Il est impossible de rendre la formidable majesté de ce paysage de mort, où l'on ne se fût pas étonné d'entendre soudain retentir la trompette du jugement dernier, appelant devant le juge suprême tout le troupeau des trépassés. Je me figure qu'au grand jour de ce réveil universel, le ciel aura la même beauté pour accueillir les élus et la terre la même tristesse pour engloutir les infortunés qui crieront aux montagnes de tomber sur eux.

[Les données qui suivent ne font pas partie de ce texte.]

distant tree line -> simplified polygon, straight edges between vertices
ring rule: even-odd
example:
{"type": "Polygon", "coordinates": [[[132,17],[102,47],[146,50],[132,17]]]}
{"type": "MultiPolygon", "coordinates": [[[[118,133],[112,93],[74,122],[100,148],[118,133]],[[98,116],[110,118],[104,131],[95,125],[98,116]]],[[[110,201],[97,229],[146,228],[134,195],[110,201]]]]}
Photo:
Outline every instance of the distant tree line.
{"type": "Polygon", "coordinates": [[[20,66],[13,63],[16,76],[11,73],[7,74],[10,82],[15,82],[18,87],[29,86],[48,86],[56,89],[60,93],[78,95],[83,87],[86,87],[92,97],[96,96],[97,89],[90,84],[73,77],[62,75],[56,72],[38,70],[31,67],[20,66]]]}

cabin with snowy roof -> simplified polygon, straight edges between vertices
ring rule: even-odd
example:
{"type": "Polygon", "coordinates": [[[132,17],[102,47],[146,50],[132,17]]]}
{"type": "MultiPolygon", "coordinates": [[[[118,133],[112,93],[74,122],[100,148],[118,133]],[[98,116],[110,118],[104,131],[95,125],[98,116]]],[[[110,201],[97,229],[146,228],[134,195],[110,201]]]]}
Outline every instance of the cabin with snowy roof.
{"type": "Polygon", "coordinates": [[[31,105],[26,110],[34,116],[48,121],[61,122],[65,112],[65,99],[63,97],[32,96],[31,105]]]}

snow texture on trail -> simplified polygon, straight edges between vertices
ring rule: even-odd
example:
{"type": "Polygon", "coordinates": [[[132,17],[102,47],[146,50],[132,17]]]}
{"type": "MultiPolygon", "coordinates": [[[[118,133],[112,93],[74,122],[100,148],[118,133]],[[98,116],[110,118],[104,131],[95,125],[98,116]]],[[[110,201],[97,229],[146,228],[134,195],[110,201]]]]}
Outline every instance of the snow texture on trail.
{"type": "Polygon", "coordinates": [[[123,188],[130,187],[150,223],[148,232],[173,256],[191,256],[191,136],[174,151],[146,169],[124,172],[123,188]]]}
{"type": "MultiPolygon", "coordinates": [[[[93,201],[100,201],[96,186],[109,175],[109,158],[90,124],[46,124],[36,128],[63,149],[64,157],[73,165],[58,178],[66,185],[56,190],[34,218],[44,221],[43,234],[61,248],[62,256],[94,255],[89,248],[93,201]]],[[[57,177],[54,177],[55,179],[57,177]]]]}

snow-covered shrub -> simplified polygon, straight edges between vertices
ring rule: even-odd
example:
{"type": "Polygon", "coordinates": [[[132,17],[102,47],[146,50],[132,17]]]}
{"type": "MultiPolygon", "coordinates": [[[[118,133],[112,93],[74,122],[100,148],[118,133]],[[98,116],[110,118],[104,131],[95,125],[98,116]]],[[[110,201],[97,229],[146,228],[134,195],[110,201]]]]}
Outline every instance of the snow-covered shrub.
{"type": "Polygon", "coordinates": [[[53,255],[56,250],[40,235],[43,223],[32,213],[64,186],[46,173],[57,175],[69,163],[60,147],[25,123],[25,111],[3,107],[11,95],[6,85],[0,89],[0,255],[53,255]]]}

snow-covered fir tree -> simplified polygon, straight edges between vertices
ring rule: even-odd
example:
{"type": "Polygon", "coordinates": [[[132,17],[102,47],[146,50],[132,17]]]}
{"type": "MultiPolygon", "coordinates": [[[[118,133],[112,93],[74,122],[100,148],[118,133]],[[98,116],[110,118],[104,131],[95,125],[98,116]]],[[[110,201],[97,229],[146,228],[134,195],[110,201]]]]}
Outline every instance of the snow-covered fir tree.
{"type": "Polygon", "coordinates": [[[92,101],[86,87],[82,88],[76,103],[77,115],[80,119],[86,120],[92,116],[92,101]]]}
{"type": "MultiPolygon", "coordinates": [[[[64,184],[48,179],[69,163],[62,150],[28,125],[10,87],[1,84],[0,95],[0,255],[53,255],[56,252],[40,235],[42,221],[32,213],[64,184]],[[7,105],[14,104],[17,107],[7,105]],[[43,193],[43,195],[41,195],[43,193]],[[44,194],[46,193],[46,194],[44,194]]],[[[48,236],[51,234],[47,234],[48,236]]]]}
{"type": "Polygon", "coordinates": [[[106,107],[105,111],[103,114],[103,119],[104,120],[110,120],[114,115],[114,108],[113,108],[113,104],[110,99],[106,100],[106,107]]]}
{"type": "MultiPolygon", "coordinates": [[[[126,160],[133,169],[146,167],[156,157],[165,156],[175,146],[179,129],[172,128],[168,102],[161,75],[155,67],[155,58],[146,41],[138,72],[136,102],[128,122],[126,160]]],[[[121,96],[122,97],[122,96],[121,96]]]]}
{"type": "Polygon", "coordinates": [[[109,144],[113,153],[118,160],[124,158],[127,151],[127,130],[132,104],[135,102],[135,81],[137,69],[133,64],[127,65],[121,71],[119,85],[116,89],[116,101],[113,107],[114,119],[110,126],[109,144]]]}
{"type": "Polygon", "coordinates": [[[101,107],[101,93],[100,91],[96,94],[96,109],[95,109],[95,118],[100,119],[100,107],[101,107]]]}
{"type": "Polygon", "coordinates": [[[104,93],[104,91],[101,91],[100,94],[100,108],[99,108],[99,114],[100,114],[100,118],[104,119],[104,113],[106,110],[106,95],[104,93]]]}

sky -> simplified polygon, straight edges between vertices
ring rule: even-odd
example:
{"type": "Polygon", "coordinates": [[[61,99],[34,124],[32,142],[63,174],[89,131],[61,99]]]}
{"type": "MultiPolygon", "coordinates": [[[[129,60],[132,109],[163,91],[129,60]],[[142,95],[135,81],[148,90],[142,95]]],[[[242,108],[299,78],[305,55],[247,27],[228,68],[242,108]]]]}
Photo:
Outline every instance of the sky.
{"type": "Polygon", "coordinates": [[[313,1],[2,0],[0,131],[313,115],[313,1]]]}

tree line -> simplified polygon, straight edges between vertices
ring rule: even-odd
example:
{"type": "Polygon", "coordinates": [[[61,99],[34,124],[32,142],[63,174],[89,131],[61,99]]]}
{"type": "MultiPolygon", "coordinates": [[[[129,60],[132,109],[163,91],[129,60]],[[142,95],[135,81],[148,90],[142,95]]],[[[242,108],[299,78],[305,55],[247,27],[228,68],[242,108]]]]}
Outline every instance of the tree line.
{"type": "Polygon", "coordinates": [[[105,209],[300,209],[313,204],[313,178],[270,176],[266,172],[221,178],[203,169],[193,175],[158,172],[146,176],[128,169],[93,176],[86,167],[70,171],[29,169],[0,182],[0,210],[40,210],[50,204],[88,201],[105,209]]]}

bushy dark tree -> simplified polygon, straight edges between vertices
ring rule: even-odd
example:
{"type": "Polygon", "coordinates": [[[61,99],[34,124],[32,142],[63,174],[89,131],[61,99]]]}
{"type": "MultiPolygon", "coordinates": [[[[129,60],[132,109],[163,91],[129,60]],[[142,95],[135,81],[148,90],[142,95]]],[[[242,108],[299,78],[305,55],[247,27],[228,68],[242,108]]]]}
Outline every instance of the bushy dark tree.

Cette chevauchée à travers le vallon des Rois restera une de mes plus puissantes impressions de voyage. Encore aujourd'hui, en fermant les yeux, je revois ce sombre et radieux défilé, et j'ai dans l'oreille le cri strident du vautour qui vint déchirer de sa note sinistre l'angoissant silence. Ah ! que pareille nécropole était digne de ces Pharaons qui, de leur vivant, avaient été plus que des hommes, et qui, dans leurs tombes, semblaient vouloir être plus que des morts !"

extrait de Mizraim : souvenirs d'Égypte, 1912, par
Godefroid Kurth (1847-1916), professeur d’histoire médiévale à l’université de Liège (Belgique). Au cours d’un voyage en 1910, il a visité Alexandrie, Le Caire et la Haute-Égypte, en remontant le Nil jusqu’à Philae.